Although this might seem intuitive, companies on average are spending only one-third of their IT budgets on the right mobile solutions—and according to Horne, anything less is too little. “Those pushing hardest for improvements are allocating two-thirds of all IT spending to the tools that are really capable of transforming the way users work,” he says. Any solution that gives knowledge workers what they need to share ideas and easily locate people and information has become critical.
How Intel is transforming collaboration
Another wake-up call is that the CEB research revealed a disconnect between IT decision makers and how end users actually get work done. Intel has worked actively to solve this challenge. To gain more from social computing and boost collaboration, Intel IT conducted research on the employee base by partnering with several groups across the business, including Human Resources, IT employee communications, and Human Factors Engineering. The goal was to understand how different business groups collaborate and communicate—and figure out exactly where the problems lie.

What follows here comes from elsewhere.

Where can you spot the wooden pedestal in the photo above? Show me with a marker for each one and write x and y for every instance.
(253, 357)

One component to this was a crowdsourcing exercise designed to collect feedback from new employees. Questions were centered around known collaboration issues—speed of innovation, barriers to working together, etc. And the results were quite interesting: 44 percent of the feedback related to organizational barriers and 45 percent to technology. Just 7 percent identified people, and only 4 percent cited environment or physical workspace. For more, check out the white paper by Intel IT, “Evolving Social Computing and Collaboration in the Enterprise”.
Again, it becomes clear that there needs to be a balance of three perspectives: technology, business needs, and the requirements of individual employees.
Do the research findings surprise you? Have you noticed the growing role of collaboration in your organization?